Herkese merhaba ve programa hoş geldiniz. Bugün pazartesi haftabaşı. Önümüzde çok güzel 5 gün bekliyor. Bol bol hikayeler, bol haberler ve de aynı zamanda bol bol hayali nasıl kelimesini doğru söyleyebilirim hapise girmeden hayali fikirler ve de düşüncelerle birlikte. Türkiye’de bir gerçek var. O gerçek şu. Bir kesim insan paralel bir evrende yaşıyor. Anladın mı? Matrix gibi düşünün. Bu gerçek var dokunduğumuz. Ve de bunun matrix şeyi var. Bambaşka bir ülkede yaşıyor. Bambaşka bir dünyada yaşıyor. Şimdi bambaşka derken de oturup da illa doğru veyahut haklı demek istemiyorum.

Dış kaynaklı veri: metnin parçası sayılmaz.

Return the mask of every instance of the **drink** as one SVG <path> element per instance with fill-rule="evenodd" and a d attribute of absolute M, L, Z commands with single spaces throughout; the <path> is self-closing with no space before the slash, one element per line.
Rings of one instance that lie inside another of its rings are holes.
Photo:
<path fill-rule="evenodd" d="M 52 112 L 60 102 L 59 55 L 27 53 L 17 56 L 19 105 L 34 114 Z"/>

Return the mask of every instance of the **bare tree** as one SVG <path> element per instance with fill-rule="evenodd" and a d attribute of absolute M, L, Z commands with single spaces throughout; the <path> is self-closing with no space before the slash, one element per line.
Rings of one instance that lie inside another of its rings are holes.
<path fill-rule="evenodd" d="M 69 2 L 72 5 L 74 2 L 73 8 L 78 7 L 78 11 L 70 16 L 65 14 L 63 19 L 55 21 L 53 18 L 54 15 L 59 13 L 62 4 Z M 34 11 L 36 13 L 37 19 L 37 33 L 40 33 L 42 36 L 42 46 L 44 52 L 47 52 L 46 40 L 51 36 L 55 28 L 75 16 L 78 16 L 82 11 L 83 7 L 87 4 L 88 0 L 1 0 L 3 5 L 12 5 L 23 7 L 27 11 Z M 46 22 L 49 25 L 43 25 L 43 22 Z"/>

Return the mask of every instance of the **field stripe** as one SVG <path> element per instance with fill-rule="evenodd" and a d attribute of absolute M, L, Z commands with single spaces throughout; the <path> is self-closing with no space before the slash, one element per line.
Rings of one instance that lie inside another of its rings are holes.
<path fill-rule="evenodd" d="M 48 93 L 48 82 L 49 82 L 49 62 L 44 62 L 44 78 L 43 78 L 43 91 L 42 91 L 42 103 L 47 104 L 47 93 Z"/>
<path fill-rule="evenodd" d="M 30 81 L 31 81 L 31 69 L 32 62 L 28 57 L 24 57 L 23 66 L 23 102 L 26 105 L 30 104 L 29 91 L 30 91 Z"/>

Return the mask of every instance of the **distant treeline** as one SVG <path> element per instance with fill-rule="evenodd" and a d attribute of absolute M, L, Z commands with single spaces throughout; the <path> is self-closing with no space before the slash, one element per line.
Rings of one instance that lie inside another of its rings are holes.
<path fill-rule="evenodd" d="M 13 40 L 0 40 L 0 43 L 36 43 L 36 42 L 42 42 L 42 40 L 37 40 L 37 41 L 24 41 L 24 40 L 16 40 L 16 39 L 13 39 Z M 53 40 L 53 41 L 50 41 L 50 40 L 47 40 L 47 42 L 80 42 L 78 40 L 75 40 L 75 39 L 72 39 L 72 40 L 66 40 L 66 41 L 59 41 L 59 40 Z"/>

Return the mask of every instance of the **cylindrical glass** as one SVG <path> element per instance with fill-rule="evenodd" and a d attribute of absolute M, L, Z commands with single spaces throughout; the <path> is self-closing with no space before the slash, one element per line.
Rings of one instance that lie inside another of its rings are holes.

Çünkü en önde gelenlerden bir tanesi
Sayın Cumhurbaşkanımız. Cumhurbaşkanımız Van’daydı. Biz bu ülkede iktidara yürürken seçme ve seçilme yaşı 30’du. Biz bu ülkede iktidara yürürken o zaman seçme ve seçilme yaşı neydi? 30’du. Değildi. 30’da aldığımız seçme ve seçilme yaşını önce 25’e sonra 18’e indirdik dedi.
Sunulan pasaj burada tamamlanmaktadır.